Aujourd’hui, nous sommes dans le chaos, aujourd’hui, les routes sont barrées, l’économie est mise à genou. On n’a vu encore aucun ministre.
Et aujourd’hui, on entend dire effectivement qu’il y a des tirs à balles réelles contre les forces de l’ordre. »
SUR SES RAPPORTS AVEC LE GOUVERNEMENT
« C’est une exaspération qui a explosé, mais personne ne peut dire qu’Ary Chalus, président de région, n’avait pas alerté par des messages, par des appels, par courrier les autorités de l’Etat.
Après une rencontre de plus de 4 h 30 avec le syndicat UGTG, j’ai fait un courrier au président de la République, au Premier ministre, ministre de l’Intérieur, au ministre des Outre-mer. Aucune réponse ! C’est inadmissible !
Le dernier ministre de l’Intérieur que nous avons vu en Guadeloupe était Bernard Cazeneuve.
La Guadeloupe a donné plus de 11% des résultats français, une pluie de médailles aux Jeux olympiques. On n’a jamais vu une ministre des Sports depuis un certain temps.
Je le dis, je sais que certaines choses ont été demandées au plus haut de l’Etat mais rien n’a été fait. On n’a pas entendu ce que nous disions, nos alertes : c’est une mobilisation qui dépasse le cadre sanitaire aujourd’hui et qui se transforme en crise sociale alors qu’un tiers des guadeloupéens vivent sous le seuil de pauvreté.

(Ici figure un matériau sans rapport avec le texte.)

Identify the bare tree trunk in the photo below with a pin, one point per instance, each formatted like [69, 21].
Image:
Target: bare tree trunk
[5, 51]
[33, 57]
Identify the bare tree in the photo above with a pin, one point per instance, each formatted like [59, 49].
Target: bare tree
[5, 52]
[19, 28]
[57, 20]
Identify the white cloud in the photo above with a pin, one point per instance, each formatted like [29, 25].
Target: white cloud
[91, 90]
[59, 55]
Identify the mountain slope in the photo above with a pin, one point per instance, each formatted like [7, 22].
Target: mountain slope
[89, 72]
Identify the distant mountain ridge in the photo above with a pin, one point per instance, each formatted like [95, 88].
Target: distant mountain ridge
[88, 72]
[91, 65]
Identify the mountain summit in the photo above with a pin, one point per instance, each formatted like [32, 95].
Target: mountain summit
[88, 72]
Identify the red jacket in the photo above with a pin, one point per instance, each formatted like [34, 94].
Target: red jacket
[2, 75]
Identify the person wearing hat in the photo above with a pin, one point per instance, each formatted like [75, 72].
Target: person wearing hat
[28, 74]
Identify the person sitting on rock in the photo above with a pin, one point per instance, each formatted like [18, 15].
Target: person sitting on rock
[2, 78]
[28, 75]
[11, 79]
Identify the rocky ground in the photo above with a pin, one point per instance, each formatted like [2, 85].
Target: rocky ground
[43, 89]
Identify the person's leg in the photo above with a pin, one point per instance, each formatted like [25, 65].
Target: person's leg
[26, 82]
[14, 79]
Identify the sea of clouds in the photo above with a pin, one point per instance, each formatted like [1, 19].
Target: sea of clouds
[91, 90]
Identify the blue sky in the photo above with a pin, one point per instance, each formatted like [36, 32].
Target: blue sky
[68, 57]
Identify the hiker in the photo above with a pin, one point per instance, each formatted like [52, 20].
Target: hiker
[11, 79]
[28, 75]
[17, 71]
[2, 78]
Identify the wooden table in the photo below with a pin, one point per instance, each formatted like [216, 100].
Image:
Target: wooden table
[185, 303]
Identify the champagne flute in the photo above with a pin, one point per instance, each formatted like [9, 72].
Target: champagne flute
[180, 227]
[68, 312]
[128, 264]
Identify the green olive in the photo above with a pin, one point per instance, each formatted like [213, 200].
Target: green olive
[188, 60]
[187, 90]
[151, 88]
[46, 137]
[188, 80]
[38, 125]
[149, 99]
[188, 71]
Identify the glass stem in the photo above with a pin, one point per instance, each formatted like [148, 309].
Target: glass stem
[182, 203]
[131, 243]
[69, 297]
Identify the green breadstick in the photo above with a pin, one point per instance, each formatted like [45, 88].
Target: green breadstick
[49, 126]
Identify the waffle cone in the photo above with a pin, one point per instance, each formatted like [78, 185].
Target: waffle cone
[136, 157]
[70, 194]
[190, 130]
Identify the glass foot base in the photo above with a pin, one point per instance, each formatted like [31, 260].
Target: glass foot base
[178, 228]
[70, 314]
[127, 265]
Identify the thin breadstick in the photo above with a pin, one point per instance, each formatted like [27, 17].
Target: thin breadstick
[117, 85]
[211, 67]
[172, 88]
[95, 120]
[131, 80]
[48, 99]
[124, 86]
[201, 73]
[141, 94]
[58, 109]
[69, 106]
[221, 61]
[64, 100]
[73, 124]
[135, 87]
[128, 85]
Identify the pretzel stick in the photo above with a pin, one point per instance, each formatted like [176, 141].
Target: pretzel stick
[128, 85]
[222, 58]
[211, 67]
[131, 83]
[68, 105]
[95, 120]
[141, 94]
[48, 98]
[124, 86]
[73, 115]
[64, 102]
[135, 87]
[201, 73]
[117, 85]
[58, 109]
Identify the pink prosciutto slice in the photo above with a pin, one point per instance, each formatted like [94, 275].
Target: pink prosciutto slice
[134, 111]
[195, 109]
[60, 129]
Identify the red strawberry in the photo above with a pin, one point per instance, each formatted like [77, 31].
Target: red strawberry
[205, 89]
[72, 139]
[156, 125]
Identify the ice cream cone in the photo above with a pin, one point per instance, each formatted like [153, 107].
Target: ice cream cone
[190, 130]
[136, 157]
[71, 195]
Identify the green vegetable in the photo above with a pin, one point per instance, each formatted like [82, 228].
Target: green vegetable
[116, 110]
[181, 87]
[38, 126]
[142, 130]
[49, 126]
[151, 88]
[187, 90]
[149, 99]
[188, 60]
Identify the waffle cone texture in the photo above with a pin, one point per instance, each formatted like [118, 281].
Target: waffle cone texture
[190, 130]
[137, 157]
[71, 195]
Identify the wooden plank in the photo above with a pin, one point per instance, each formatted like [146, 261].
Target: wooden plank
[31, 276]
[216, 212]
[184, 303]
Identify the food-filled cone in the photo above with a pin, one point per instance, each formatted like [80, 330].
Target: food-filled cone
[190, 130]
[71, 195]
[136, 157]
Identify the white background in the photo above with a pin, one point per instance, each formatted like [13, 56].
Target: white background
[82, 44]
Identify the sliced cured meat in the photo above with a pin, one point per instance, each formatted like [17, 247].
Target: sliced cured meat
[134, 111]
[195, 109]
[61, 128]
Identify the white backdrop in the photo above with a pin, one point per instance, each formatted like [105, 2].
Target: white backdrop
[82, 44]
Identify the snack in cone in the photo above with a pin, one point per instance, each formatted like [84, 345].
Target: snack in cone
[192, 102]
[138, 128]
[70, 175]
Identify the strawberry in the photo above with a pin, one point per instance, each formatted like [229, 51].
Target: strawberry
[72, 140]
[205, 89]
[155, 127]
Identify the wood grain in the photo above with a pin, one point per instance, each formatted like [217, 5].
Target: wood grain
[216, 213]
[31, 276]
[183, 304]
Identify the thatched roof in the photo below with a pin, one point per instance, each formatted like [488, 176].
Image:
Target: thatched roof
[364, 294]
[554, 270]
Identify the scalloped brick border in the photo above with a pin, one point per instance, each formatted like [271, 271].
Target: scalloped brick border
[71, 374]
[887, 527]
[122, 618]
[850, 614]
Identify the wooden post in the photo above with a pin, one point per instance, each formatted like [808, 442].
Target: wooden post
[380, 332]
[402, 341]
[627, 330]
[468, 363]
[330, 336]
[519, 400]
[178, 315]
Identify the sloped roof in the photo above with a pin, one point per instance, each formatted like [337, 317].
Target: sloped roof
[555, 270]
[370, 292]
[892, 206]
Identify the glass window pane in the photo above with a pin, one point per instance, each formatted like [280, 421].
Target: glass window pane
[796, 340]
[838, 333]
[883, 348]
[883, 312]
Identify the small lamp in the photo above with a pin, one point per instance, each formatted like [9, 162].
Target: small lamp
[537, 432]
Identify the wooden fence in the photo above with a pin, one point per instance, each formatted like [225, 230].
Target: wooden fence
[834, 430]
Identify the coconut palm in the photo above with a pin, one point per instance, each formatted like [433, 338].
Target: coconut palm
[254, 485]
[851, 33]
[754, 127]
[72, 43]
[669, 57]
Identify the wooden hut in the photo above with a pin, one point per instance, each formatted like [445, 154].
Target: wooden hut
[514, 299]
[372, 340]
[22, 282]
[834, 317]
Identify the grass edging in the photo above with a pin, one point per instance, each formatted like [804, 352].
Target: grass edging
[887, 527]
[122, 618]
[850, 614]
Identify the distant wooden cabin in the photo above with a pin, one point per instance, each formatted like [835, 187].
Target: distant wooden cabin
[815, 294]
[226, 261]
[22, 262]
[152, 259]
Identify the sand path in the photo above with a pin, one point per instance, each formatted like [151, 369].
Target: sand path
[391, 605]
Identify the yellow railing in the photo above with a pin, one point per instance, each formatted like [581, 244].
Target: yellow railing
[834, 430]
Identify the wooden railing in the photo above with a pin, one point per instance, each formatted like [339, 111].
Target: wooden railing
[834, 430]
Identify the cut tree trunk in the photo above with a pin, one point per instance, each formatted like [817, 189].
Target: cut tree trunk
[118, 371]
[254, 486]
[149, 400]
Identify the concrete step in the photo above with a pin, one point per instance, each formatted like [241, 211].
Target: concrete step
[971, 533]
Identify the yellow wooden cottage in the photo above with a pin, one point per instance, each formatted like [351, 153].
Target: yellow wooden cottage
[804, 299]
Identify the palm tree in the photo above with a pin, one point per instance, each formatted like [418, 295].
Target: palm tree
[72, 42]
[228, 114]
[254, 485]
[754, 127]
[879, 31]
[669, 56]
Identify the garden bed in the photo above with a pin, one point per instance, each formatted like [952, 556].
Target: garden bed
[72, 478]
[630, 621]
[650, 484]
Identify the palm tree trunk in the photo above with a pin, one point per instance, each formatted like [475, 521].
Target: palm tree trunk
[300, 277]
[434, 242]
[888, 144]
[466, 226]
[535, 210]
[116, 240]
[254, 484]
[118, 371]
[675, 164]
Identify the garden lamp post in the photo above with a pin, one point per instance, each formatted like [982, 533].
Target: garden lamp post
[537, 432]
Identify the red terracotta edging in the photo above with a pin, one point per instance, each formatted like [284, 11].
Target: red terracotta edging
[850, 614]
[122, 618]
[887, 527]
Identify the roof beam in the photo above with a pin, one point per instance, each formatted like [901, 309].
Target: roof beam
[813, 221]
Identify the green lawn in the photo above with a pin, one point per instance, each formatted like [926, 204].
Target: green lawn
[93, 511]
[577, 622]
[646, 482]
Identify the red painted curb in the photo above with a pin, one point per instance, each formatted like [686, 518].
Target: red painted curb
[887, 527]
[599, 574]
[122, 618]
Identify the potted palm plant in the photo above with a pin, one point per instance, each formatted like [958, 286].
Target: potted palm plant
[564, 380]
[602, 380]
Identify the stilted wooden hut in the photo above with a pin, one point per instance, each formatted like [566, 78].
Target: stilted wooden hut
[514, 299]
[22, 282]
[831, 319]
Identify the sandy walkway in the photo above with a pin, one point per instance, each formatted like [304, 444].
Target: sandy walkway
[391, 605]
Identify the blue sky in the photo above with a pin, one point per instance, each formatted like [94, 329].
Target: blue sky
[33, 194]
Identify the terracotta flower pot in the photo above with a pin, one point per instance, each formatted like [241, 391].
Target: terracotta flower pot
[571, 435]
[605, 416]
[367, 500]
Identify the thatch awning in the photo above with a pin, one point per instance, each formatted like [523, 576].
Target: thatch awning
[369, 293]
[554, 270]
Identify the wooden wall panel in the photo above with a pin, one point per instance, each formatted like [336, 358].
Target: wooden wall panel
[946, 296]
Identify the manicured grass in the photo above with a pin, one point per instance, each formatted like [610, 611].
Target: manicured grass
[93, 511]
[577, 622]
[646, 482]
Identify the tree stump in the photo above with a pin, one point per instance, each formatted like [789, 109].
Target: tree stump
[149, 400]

Je ne suis pas content des décisions gouvernementales. Je comprends qu’il faille rétablir l’ordre et qu’en 24 heures on envoie des renforts, mais nous avons attendu 6 mois pour avoir des respirateurs, des lits, des masques alors que les gens mouraient.
C’est la région Guadeloupe qui a mis en œuvre certaines choses pour accompagner : nous avons financé une entreprise pour fabriquer des solutions hydroalcooliques. Nous avons acheté plus de 2 millions de masques. Nous avons eu des aides des régions de France qui nous ont accompagnés. Nous avons aussi donné aux 32 communes des boites de masques, pareil aux soignants, aux infirmiers, à certains médecins, aux dentistes.
Nous avons dépensé et on n’a pas été compensés. On n’a rien demandé, on a fait notre travail. »
LE SENTIMENT D’UN ABANDON QUI NE DIT PAS SON NOM
« Quand il s’agit de Marseille, Sarkozy, puis Hollande, maintenant Macron donnent 3 milliards. Nous demandons à être aussi traités de la même manière qu’une région de France. Nous ne demandons pas autant, mais il y a des choses qu’on peut régler rapidement.
Nous sommes français, nous devons être traités de la même manière, au même niveau qu’une autre région française.
On ne nous a pas entendu quand nous alertions sur la situation en Guadeloupe et maintenant, la Martinique est entrée en mouvement aujourd’hui et peut être demain la Guyane. Et puis la Réunion…
Les Guadeloupéens ont souffert depuis deux ans de cette crise sanitaire qui s’est transformée en crise sociale. Au moment où nous essayons de nous relever, nous avons une crise majeure avant les fêtes de Noël et ce qui est triste, c’est qu’avant cette pandémie, la Guadeloupe avec une croissance de 4 %, mieux qu’au niveau national, une baisse de 7% du chômage. La Région Guadeloupe avait beaucoup investi, depuis elle s’est engagée pour accompagner la jeunesse, pour pouvoir aider les entreprises, la création d’emplois, l’innovation et aujourd’hui, voilà, on se retrouve dans cette situation.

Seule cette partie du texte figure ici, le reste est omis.